Asteroids, often called ‘minor planets,’ are remnants from when the Solar System was formed. There are thought to be about a billion of these irregular-shaped rocky objects orbiting the Sun.
The asteroid 2024 MK, discovered on June 16, 2024, highlights the need to continue improving our ability to detect potentially hazardous objects in our cosmic neighborhood, said the European Space Agency (ESA) in a statement.
The second asteroid, named (415029) 2011 UL21, is the larger of the two that approached Earth this week. Measuring 2.3 kilometers across, it is larger than 99 percent of all known near-Earth objects (NEOs), according to the ESA.
A close approach of an asteroid this size happens on average every 10 years, according to The Virtual Telescope Project.
At its closest to Earth, the asteroid 2011 UL21 was about 6.6 million kilometers away, 177 times the lunar distance, making it a “truly safe encounter,” according to Masi, the commentator for the YouTube livestream on June 27.
The asteroid is also among the top 10 largest to have come within 7.5 million kilometers of Earth since 1900, Masi said.
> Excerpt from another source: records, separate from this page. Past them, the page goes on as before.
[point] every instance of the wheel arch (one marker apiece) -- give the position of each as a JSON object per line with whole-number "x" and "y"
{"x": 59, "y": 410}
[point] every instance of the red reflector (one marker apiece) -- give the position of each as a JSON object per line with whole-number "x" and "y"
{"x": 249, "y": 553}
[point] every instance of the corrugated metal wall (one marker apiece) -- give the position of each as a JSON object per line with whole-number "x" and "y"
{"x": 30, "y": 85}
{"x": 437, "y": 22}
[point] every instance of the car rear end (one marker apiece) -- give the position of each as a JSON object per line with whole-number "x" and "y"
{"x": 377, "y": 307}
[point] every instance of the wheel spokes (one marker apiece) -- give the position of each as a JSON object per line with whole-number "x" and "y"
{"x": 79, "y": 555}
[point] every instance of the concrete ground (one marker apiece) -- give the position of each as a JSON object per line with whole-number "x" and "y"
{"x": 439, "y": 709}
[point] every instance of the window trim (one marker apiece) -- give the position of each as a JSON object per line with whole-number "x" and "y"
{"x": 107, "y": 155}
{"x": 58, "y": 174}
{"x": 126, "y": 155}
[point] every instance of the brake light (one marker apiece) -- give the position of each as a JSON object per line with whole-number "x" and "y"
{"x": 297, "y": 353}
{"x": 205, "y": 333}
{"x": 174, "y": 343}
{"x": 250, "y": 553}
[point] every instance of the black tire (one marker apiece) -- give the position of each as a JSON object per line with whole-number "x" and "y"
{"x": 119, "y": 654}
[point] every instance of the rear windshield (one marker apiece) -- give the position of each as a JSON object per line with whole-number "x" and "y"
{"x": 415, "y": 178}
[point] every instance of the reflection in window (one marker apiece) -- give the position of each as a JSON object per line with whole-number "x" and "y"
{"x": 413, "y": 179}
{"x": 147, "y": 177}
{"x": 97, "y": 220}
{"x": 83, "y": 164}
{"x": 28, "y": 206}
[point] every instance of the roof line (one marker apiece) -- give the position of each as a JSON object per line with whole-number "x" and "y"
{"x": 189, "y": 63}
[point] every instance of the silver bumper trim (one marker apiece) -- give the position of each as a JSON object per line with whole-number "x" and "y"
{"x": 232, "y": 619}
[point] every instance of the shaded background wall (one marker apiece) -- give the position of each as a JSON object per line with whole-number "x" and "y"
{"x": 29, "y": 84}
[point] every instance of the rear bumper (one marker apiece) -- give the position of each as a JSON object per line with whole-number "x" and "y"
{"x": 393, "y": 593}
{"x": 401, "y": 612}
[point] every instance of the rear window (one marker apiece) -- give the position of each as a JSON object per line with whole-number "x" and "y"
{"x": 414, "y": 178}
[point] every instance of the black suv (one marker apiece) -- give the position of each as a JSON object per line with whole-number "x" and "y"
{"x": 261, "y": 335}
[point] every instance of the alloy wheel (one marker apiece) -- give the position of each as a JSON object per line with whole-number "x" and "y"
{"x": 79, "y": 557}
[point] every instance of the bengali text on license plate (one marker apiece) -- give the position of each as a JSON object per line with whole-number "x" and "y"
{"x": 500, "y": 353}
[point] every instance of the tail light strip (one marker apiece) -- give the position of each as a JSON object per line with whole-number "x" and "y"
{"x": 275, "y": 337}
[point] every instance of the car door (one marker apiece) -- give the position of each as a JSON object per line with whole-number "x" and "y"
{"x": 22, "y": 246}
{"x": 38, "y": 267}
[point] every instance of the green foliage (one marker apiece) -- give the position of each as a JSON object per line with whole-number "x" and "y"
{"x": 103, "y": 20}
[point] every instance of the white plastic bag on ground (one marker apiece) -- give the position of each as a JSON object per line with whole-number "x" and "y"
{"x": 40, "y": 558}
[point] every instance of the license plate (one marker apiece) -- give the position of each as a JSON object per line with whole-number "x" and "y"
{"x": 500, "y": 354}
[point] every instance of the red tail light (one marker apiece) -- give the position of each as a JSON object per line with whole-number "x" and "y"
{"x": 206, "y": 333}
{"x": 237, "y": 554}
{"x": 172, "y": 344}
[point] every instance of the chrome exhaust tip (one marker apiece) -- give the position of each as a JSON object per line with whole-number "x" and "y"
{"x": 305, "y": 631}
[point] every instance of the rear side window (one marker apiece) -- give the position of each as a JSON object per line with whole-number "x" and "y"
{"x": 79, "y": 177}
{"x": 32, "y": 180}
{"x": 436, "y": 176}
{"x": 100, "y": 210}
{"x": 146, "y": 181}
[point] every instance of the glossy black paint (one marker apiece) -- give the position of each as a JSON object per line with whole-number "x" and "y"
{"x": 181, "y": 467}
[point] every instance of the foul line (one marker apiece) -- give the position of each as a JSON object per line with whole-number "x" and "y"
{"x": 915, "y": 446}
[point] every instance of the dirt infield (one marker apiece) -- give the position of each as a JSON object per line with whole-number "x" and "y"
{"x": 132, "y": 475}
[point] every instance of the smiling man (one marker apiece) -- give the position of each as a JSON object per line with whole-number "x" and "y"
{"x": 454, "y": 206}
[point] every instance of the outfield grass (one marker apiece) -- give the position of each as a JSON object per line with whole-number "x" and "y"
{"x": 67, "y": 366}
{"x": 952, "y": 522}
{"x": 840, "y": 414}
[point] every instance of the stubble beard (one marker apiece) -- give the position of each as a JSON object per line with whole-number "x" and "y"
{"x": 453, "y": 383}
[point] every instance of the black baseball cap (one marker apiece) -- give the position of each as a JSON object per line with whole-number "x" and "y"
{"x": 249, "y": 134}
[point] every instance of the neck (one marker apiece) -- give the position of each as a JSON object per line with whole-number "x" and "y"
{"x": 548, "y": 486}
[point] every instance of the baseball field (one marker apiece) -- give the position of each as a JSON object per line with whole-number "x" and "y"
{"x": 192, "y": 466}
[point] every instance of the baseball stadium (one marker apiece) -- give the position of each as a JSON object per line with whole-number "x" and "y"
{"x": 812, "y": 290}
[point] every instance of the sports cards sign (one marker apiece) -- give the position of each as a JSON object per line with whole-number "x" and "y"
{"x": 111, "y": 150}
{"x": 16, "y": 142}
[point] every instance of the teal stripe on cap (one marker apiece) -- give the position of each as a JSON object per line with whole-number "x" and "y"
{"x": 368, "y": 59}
There are an estimated 5 million NEOs larger than 20 meters, the threshold above which an impact could cause ground damage, the ESA said.
As part of its planetary defense projects, the ESA is expected to launch the Hera mission in October 2024. Hera will perform a detailed post-impact survey of the asteroid Dimorphos, which was targeted by NASA’s planetary defense mission on September 26, 2022.
Named the Double Asteroid Redirection Test (DART), NASA’s mission was the first-ever to demonstrate deflecting an asteroid by striking it to change its motion in space. DART hit the 160-meter moonlet Dimorphos, orbiting the larger 780-meter asteroid Didymos, according to NASA’s website.
Chrisphin Karthick, a scientist at the Indian Institute of Astrophysics (IIA) in Bengaluru and involved in the DART mission, told PTI that it was “certainly a step towards” preparing the world for a potential future event like the one believed to have led to the extinction of dinosaurs 66 million years ago.
“We are surrounded by numerous asteroids and comets that orbit our Sun. Very few of them pose a potential hazard to Earth. Therefore, it is prudent to prepare our defenses to avoid any future asteroids on a collision course with Earth,” Karthick said.